Other information relating to the enslavement of African-Americans can be gleaned from the record of tax returns found in the journal, according to which McDowell paid taxes on eighty-four slaves in 1826, one hundred ten slaves in 1829, one hundred seven slaves in 1830, one hundred eight slaves in 1831, and one hundred thirteen slaves in 1832. Additionally, the journal evidences the task system by which McDowell worked his slave laborers, with a detailed computation of approximate expenses for a cotton plantation with one hundred slaves and estimates of the daily amount of labor to be expected from slave laborers assigned various tasks. Likewise, it documents the training of slaves at different trades. On at least two occasions, McDowell sent slaves off the plantation for extended periods to apprentice—one as a millwright and one as a blacksmith (the millwright apprentice remained under tutelage for three years and four months).
The plantation journal is augmented by a group of approximately one hundred eighty-two manuscript items, 1768-1913, chiefly receipts, letters, and land and legal papers (grants, deeds, plats, wills, and probate records). Correspondents include James Louis Petigru, Adam Tunno, William J. Cowan, John Lewis, Francis G. DeLiesseline, Ann R. Miles (writing on behalf of Elizabeth Moore), Arthur Harper, and Joseph W. Allston. Charleston merchant Adam Tunno is represented by a letter of 17 August 1824 discussing plans for the advertisement and sale of two tracts of property on the Black River previously owned by Samuel Smith. John Lewis' letter of 20 February 1827 accepts McDowell's appointment to serve as co-executor of his will. Lewis' letter dates from the time of McDowell's extended illness from which attending physicians did not expect him to recover. A letter of 9 February 1826 from Will[iam] J. Cowan renews a contract by which Davison McDowell hired slaves from him.
Of particular interest are three letters written in response to questions regarding the calling of an election for sheriff of Georgetown District. Two letters from Charleston attorney J.L. Petigru, 25 and 30 December 1826, offer legal opinions. A third, written from Columbia by McDowell's neighbor planter and state legislator Joseph W. Allston, December 1826, advises that, in the absence of the Attorney General, "I have consulted my friend Col. Evans, on the subject of the duty of the managers of elections, with regard to the Sheriffs election. It is his decided opinion, that the election should not be advertised for January.
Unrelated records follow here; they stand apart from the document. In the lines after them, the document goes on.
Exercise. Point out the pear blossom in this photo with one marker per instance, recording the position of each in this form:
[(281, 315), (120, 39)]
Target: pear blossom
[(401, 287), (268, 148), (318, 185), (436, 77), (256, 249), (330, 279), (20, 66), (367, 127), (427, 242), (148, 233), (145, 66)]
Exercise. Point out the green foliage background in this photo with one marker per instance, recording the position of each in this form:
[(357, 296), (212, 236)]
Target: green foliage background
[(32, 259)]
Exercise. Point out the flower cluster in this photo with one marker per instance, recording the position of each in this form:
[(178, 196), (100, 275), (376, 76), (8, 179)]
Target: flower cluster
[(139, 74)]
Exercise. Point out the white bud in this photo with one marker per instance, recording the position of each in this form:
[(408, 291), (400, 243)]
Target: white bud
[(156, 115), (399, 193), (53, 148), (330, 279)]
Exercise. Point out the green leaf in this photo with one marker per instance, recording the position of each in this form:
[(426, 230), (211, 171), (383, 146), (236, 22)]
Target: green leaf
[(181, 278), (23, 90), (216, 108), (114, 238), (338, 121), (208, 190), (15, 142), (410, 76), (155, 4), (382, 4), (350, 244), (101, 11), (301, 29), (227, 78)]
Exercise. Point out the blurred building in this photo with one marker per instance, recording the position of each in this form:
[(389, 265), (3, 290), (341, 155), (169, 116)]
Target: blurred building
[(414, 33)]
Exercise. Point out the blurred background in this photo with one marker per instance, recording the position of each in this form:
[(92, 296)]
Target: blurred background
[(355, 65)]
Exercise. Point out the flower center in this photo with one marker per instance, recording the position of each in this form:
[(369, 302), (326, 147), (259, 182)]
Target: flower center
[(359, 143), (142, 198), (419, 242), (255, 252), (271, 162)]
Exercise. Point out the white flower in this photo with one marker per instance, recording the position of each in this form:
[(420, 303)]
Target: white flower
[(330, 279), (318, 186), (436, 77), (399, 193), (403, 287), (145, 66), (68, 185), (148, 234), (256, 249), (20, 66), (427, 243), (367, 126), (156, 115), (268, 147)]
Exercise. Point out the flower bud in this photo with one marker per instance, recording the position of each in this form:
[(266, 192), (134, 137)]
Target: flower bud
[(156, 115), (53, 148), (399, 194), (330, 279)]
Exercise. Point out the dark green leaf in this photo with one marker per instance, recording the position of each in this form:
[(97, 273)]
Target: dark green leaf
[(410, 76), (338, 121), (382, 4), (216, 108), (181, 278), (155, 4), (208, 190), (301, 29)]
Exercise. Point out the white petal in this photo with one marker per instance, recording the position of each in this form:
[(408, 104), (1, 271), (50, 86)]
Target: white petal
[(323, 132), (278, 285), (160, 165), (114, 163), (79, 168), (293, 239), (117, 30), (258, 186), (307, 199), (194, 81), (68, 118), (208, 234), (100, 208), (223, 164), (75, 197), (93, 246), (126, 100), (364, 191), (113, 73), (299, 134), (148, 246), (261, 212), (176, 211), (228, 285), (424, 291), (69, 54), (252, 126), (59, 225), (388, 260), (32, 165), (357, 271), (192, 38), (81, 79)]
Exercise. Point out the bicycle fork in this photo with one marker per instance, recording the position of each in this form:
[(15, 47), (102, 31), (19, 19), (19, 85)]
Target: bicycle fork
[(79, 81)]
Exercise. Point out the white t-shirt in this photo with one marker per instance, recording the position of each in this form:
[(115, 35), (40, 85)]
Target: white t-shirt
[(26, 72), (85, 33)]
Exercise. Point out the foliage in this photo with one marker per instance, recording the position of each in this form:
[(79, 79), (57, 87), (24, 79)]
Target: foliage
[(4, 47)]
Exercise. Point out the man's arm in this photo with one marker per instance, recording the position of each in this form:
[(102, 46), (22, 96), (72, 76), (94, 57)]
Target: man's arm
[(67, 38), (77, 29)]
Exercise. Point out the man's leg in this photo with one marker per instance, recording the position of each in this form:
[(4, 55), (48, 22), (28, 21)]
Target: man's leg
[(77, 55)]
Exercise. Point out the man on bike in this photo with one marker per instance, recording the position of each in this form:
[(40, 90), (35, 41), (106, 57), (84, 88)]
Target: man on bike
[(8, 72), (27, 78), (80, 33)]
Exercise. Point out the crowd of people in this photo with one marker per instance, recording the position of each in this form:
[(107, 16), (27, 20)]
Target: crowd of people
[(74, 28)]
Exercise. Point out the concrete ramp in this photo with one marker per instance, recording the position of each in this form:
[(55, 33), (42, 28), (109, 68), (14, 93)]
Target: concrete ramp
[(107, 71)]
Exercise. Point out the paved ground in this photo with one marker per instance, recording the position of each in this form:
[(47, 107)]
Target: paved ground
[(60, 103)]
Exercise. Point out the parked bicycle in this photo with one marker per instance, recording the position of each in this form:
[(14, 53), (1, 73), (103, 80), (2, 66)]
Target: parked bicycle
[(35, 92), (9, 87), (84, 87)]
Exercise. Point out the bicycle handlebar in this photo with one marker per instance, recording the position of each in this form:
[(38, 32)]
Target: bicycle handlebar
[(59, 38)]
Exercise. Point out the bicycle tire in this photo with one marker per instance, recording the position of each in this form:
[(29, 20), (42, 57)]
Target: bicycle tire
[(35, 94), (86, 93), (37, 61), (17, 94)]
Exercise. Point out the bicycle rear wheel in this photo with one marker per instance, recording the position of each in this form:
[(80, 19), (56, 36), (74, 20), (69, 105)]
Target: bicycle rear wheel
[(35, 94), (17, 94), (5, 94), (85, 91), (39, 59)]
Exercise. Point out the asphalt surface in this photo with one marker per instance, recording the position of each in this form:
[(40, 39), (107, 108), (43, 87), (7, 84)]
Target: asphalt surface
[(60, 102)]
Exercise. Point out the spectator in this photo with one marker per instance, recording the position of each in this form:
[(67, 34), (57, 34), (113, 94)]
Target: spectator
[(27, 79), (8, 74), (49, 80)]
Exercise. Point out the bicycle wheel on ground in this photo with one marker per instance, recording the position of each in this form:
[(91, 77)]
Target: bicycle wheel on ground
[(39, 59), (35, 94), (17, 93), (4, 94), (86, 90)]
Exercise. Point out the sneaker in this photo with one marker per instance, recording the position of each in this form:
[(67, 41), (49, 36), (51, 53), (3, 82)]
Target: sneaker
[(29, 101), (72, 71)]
He says it is the duty of the Clerk, to give due notice to the governor, of the time at which the Sheriffs term of service expires, & that the Governor will then have to issue a writ of election, to the respective managers. From an examination of the law, since we have been here, we have all come to the conclusion, that the Governors appointment of Thos. Heriot, as Clerk, is not good for more than a year, & that consequently, an election for clerk will have to be held in January. I like your proposition, to compel the Sheriffs to attend at the Court houses, at the counting of the votes, and also your other idea, with regard to the country polls: this however, is not the time, for introducing such propositions—it can be better done at the next Session, when the resolutions, for the next general election are drawn up." Allston's letter comments too on the election of John Taylor as governor.
Other documents relate to the settlement of the estate of Davison McDowell's widow, Catherine DuBose McDowell, as well as the estates of Belle M.L. McDowell and John B. Witherspoon, M.D., each of which was administered by Davison McDowell's son, the Rev. James McDowell.